Monday, June 27, 2011

Amazing music movie news for Coen brothers' fans, and some Muppety goodness too

Coincidentally enough, I was thinking just the other day, "Man, it's been a long since I've heard of the Coen brothers working on anything" (yes, I really do think things like that, but - yet, at least - not usually out loud.) Well, according to the always reliable 24 Frames blog from the L.A. Times, the wait is apparently over, and judging by what they've come up with, it sounds like it could well be worth it.

Music has always been key to the Coens' movies, especially with my favorite, "O Brother Where Art Thou," and they've never encountered a genre they couldn't conquer (actually, noir is a mixed bag - "Blood Simple" was sensational, but I loathe "The Man Who Wasn't There), so turning now to a music biopic seems like a natural move, especially when the subject definitely sounds odd enough to suit their outlook.

The subject for their next movie will apparently be Greenwich Village blues singer and activist Dave van Ronk. I don't know much about him myself, but that should just make the movie more fun. He died in 2002, and his memoirs, "The Mayor of McDougal Street" (going to the top of my reading list now), were published posthumously and will be used for material in the new film, which will document the Greenwich Village folk and music scene.

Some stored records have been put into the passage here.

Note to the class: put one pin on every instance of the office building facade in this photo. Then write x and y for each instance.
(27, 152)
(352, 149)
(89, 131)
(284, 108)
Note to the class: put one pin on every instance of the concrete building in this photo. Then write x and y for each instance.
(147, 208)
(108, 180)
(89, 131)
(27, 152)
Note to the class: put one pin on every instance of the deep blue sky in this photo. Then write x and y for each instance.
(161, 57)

That should give them plenty of colorful characters to work with, and in the folk vein Joel Coen says the film will contain musical performances "pretty much all performed live, single instrument. I have to say, the thing we’re doing now, we’re not writing specifically for any of the parts, which is unusual for us."

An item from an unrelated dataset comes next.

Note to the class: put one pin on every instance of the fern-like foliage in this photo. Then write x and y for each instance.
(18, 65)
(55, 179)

From that brief description, and given their track record, I'd expect that this approaches "The Big Lebowski" in form much more than any traditional music biopic. Truly amazing news to start off a Monday morning, and though little is known now beyond that, I can only enthusiastically say bring it on!

OK, keeping with music but moving on quickly because I'm somehow already late at 7:08 a.m., the buildup to the release of "The Muppets" this Thanksgiving will continue in August with the release of "Muppets: The Green Album," which will contain Muppet favorites covered by the likes of Weezer, My Morning Jacket and OK Go.

I've always thought the guys from OK Go were pretty much just living their live as Muppets anyway, so it's a natural fit for them to take on the "Muppet Show Theme." As good as this sounds, however, and I can almost guarantee I'll buy it, the one musical thing that would be much better is a re-release of the soundtrack for the original "Muppet Movie."

We wore a hole right through our cassette copy on family trips when I was a kid, and I'd certainly spring for a great CD copy now. Just sayin'. In the meantime, here's the track listing for "Muppets: The Green Album":

01 OK Go: "Muppet Show Theme"
02 Weezer and Paramore's Hayley Williams: "Rainbow Connection"
03 The Fray: "Mahna Mahna"
04 Alkaline Trio: "Moving Right Along"
05 My Morning Jacket: "Our World"
06 Amy Lee: "Halfway Down the Stairs"
07 Sondre Lerche: "Mr. Bassman"
08 The Airborne Toxic Event: "Wishing Song"
09 Atreyu's Brandon Saller and Good Charlotte's Billy Martin: "Night Life"
10 Andrew Bird: "Bein' Green"
11 Matt Nathanson: "I Hope That Something Better Comes Along"
12 Rachael Yamagata: "I'm Going to Go Back There Someday"

And, to close today, though I'm mildly excited about the existence of the season four premiere of "True Blood" on my DVR, which I'll probably watch tonight, much better will the upcoming second season of "Boardwalk Empire," which given HBO's tendencies, will probably unspool just as soon as the new "True Blood" season ends. Below is the teaser trailer for season two, and the best thing you can say about it is it promises more of the same, but when a show's this good, that's very far from a complaint. Enjoy the trailer, and have a perfectly endurable Monday. Peace out.


jeremy said...

It really surprises me that "The Man Who Wasn't There" is your least favorite Coen Bros. film when they've made tripe like "Intolerable Cruelty" and useless films like "The Ladykillers." Also, Carter Burwell's score is better than his work on "True Grit." I say give it another go. (Also, Deakins' cinematography is the 2nd best looking B&W film behind Martin Ruhe's "Control," in my oh-so-biased opinion.)

Reel Fanatic said...

"Intolerable Cruelty" just liked so bad that I've never bothered to see it, Jeremy (the only Coens' movie I can say that about) ... I have to confess, though, that I liked "Ladykillers" a whole lot more than most of the world, mostly just as mindlessly very funny comedy .. But you're right that I should give "The Man Who Wasn't There" another try, since I've only seen it once many years ago

France said...

I absolutely loved this album, from the first to the last songs they all carried that sense of familiarity while adding something new and amazing to the mix. I purchased this album and listened to it probably six times through in one sitting and never felt any less enjoyment from it.